When Virginia and a number of other states reached a legal settlement with the cigarette industry more than a decade ago, part of the deal was at least to put some of that money into tobacco-prevention programs. Those programs included efforts to expose young people — and adults — to the health hazards of smoking and using other tobacco products.
Virginia, in fact, has a statewide youth tobacco-prevention program managed by a foundation that received a portion of the state’s share of the 1998 national tobacco settlement.
But Virginia and five other states are regressing on their commitment to tobacco prevention programs and policies. In its annual State of Tobacco Control report released last week, the American Lung Association gave Virginia and five other states failing grades for tobacco-prevention funding, low cigarette taxes, public smoking laws and health coverage for tobacco cessation programs.

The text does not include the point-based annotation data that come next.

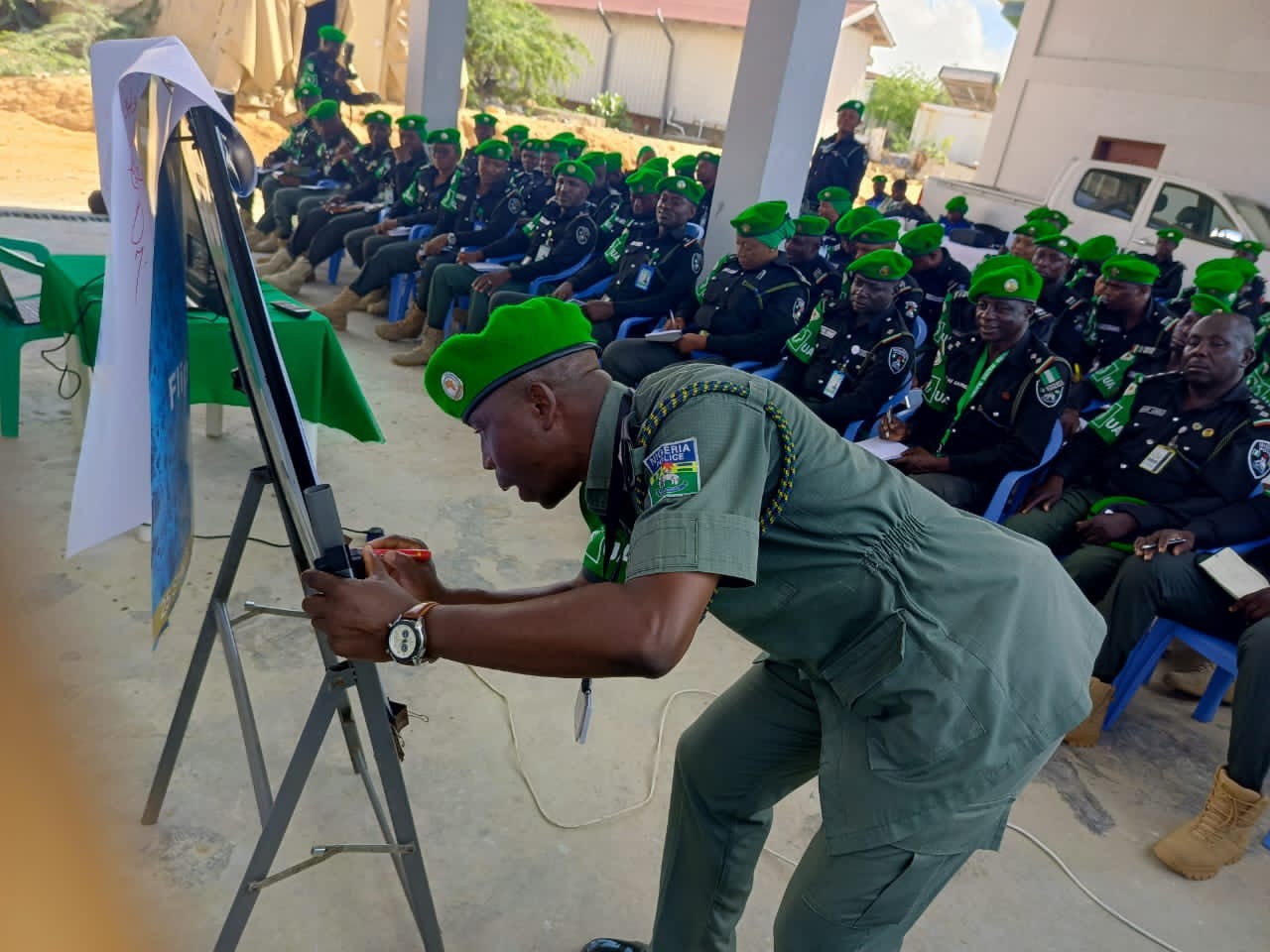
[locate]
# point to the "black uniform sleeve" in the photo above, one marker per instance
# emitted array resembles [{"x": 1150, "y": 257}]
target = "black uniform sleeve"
[{"x": 776, "y": 324}]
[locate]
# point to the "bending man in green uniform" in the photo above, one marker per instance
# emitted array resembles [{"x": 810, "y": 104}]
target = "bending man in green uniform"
[{"x": 922, "y": 707}]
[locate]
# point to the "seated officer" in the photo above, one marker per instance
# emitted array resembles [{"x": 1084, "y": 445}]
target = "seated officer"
[
  {"x": 855, "y": 353},
  {"x": 654, "y": 264},
  {"x": 1169, "y": 285},
  {"x": 1174, "y": 448},
  {"x": 751, "y": 304},
  {"x": 803, "y": 252},
  {"x": 992, "y": 400},
  {"x": 558, "y": 236},
  {"x": 935, "y": 271},
  {"x": 1166, "y": 580}
]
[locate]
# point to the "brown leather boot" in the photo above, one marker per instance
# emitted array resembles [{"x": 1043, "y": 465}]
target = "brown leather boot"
[
  {"x": 409, "y": 326},
  {"x": 1086, "y": 734},
  {"x": 336, "y": 311},
  {"x": 1219, "y": 835},
  {"x": 420, "y": 356}
]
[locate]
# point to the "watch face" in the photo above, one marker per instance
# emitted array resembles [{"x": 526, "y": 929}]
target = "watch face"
[{"x": 403, "y": 642}]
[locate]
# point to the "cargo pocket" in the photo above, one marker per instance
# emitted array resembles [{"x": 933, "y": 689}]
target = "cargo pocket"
[{"x": 915, "y": 716}]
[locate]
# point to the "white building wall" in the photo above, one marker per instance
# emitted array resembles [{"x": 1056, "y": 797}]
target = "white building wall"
[{"x": 1194, "y": 79}]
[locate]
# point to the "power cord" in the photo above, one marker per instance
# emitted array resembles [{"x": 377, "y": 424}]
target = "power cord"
[{"x": 652, "y": 791}]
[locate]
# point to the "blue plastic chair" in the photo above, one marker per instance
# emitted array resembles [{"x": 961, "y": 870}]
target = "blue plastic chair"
[{"x": 1014, "y": 485}]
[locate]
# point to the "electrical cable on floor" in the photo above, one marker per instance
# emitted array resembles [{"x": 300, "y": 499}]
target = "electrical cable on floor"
[{"x": 652, "y": 791}]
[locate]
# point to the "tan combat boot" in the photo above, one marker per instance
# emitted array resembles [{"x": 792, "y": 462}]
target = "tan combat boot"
[
  {"x": 420, "y": 356},
  {"x": 290, "y": 281},
  {"x": 1219, "y": 835},
  {"x": 407, "y": 327},
  {"x": 336, "y": 311},
  {"x": 1086, "y": 734}
]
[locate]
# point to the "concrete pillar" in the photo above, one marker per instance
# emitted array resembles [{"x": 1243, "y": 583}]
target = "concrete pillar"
[
  {"x": 785, "y": 62},
  {"x": 439, "y": 31}
]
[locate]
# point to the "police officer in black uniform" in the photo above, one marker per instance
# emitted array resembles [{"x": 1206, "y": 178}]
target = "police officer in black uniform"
[
  {"x": 838, "y": 159},
  {"x": 752, "y": 303},
  {"x": 1173, "y": 449},
  {"x": 992, "y": 400},
  {"x": 855, "y": 353}
]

Most states, apparently, have decided that tobacco prevention is simply not a high priority any more. Thomas A. Carr, the American Lung Association’s director of national policy, said that “most states failed miserably to protect citizens from tobacco-related diseases in 2011.”

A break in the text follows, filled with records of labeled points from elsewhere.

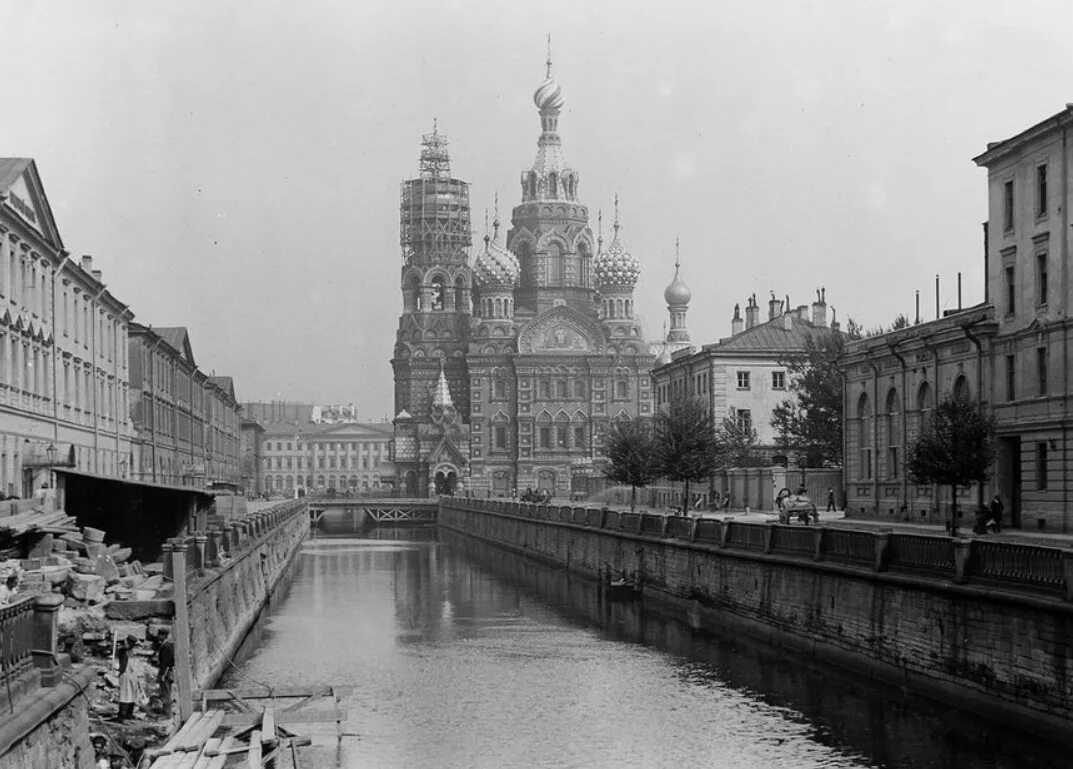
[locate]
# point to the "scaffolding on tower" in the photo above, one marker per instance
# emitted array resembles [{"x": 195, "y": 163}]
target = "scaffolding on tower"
[{"x": 435, "y": 209}]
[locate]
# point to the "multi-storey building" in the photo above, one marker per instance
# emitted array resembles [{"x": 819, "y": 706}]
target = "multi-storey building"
[
  {"x": 344, "y": 457},
  {"x": 504, "y": 372},
  {"x": 63, "y": 396},
  {"x": 1012, "y": 354},
  {"x": 744, "y": 376},
  {"x": 187, "y": 423}
]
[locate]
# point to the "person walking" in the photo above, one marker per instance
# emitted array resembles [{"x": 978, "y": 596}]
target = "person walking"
[{"x": 996, "y": 507}]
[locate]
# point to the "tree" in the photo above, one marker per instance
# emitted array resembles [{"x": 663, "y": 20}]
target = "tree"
[
  {"x": 686, "y": 446},
  {"x": 630, "y": 449},
  {"x": 956, "y": 447},
  {"x": 811, "y": 422}
]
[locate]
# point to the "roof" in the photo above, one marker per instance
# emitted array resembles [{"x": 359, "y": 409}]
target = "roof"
[{"x": 772, "y": 337}]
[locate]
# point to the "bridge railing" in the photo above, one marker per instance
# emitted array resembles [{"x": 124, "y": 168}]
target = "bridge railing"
[{"x": 1025, "y": 567}]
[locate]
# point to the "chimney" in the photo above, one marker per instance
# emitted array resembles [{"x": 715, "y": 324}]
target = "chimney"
[
  {"x": 751, "y": 312},
  {"x": 820, "y": 308},
  {"x": 774, "y": 308}
]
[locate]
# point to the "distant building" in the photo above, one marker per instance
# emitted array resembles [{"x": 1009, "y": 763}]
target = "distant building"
[
  {"x": 1010, "y": 354},
  {"x": 187, "y": 423},
  {"x": 63, "y": 396},
  {"x": 744, "y": 376}
]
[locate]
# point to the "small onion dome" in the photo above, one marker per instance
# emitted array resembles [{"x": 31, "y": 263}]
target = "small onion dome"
[
  {"x": 616, "y": 267},
  {"x": 677, "y": 292},
  {"x": 548, "y": 95},
  {"x": 496, "y": 267}
]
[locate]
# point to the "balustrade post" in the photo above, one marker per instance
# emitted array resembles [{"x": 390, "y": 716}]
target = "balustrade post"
[
  {"x": 818, "y": 544},
  {"x": 1068, "y": 571},
  {"x": 184, "y": 673},
  {"x": 45, "y": 649},
  {"x": 165, "y": 558},
  {"x": 963, "y": 559},
  {"x": 882, "y": 546}
]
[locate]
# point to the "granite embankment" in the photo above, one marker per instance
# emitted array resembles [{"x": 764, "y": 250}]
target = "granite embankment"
[{"x": 986, "y": 625}]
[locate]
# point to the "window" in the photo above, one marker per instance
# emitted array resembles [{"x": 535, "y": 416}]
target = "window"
[
  {"x": 1008, "y": 206},
  {"x": 1041, "y": 368},
  {"x": 1041, "y": 466},
  {"x": 1041, "y": 190},
  {"x": 1041, "y": 279}
]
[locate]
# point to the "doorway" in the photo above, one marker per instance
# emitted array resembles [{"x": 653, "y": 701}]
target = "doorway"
[{"x": 1009, "y": 477}]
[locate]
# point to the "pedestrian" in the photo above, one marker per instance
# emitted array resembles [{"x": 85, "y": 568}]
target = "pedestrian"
[
  {"x": 996, "y": 507},
  {"x": 165, "y": 670},
  {"x": 130, "y": 684}
]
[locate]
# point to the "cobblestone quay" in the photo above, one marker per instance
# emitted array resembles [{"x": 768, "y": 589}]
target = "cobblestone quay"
[{"x": 986, "y": 625}]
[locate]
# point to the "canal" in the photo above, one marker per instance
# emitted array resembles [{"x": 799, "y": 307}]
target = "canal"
[{"x": 462, "y": 655}]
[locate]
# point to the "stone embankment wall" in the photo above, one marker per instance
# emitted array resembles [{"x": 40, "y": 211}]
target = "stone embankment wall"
[
  {"x": 224, "y": 602},
  {"x": 985, "y": 625}
]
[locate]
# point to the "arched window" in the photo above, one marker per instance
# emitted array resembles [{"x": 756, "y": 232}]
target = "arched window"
[
  {"x": 961, "y": 388},
  {"x": 864, "y": 437}
]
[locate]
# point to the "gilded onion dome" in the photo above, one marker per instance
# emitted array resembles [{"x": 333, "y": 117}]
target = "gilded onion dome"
[
  {"x": 496, "y": 267},
  {"x": 616, "y": 267}
]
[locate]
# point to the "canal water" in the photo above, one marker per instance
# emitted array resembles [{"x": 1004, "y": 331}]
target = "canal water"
[{"x": 460, "y": 654}]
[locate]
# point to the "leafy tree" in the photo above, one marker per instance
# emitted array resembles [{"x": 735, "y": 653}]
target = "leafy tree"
[
  {"x": 811, "y": 422},
  {"x": 686, "y": 445},
  {"x": 630, "y": 449},
  {"x": 956, "y": 447},
  {"x": 736, "y": 444}
]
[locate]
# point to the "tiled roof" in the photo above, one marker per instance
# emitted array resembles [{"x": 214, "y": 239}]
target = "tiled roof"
[{"x": 770, "y": 337}]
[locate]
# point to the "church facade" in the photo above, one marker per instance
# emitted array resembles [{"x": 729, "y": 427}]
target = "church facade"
[{"x": 509, "y": 365}]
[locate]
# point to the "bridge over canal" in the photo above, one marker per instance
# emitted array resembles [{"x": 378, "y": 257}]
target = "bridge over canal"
[{"x": 372, "y": 511}]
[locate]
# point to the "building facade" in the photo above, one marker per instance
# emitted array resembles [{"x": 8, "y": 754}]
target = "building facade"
[
  {"x": 63, "y": 367},
  {"x": 347, "y": 458},
  {"x": 1011, "y": 355},
  {"x": 505, "y": 371},
  {"x": 744, "y": 376},
  {"x": 187, "y": 424}
]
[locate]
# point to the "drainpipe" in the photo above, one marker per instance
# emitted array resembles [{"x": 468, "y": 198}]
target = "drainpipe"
[
  {"x": 905, "y": 423},
  {"x": 967, "y": 329}
]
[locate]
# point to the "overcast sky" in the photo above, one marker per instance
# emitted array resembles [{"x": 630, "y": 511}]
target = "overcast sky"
[{"x": 234, "y": 166}]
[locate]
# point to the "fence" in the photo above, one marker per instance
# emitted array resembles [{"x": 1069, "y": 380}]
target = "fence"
[{"x": 1034, "y": 568}]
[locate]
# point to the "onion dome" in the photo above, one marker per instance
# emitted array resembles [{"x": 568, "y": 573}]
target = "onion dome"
[
  {"x": 496, "y": 267},
  {"x": 677, "y": 292},
  {"x": 548, "y": 95},
  {"x": 616, "y": 267}
]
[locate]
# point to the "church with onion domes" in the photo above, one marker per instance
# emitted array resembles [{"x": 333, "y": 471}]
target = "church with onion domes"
[{"x": 510, "y": 359}]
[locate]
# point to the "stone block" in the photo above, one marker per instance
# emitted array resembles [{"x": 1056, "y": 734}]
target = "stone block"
[
  {"x": 106, "y": 567},
  {"x": 86, "y": 587},
  {"x": 138, "y": 609}
]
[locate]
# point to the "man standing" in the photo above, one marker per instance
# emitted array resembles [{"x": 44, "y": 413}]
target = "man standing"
[{"x": 996, "y": 507}]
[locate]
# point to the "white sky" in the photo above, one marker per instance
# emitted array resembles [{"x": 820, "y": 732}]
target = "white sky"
[{"x": 235, "y": 166}]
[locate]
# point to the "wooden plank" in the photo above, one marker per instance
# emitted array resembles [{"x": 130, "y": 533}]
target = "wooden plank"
[
  {"x": 253, "y": 757},
  {"x": 309, "y": 716},
  {"x": 265, "y": 692}
]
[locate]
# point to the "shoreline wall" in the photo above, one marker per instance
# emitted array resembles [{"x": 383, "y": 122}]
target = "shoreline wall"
[{"x": 924, "y": 612}]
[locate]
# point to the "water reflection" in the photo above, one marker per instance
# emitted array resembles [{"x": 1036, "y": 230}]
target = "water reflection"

The report, according to a story by Media General News Service, criticized Virginia for having the nation’s second-lowest state cigarette tax at 30 cents per pack and for cutting funding for tobacco-prevention programs. Combined with federal grants, the state is funding tobacco control at only 9.7 percent of the minimum amount recommended by the U.S. Centers for Disease Control and Prevention.
The General Assembly cut funding for the foundation guiding youth programs from $14.5 million in the 12 months that ended June 30, 2008, to $8.4 million for the current fiscal year that ends June 30.
So why haven’t lawmakers lived up to their word with the tobacco prevention funding? It’s the same old story about the slow economy that has reduced public revenues. But Carr pointed out that the “cuts we have been seeing (for tobacco prevention) have been disproportionate to a lot of other cuts in state government.”
He added that the money has been designated by the national settlement and higher tobacco taxes as a revenue stream for the programs. “The states have a ready source of revenue to fund these programs,” he said.
At least one bill has been introduced in the current Assembly session to raise the state’s cigarette tax from 30 cents per pack to the national average of about $1.45 per pack. About $23 million of that additional revenue would be directed annually to for smoking prevention and cessation programs.
The money for those programs was a pact of sorts by the state with its young people to sponsor programs designed to discourage them from smoking or using other tobacco products. Unfortunately, the state has let them — and their parents — down.
Virginia can do a far better job of funding programs designed to discourage smoking and the use of tobacco products. It should not have to be reminded about its failures by the American Lung Association.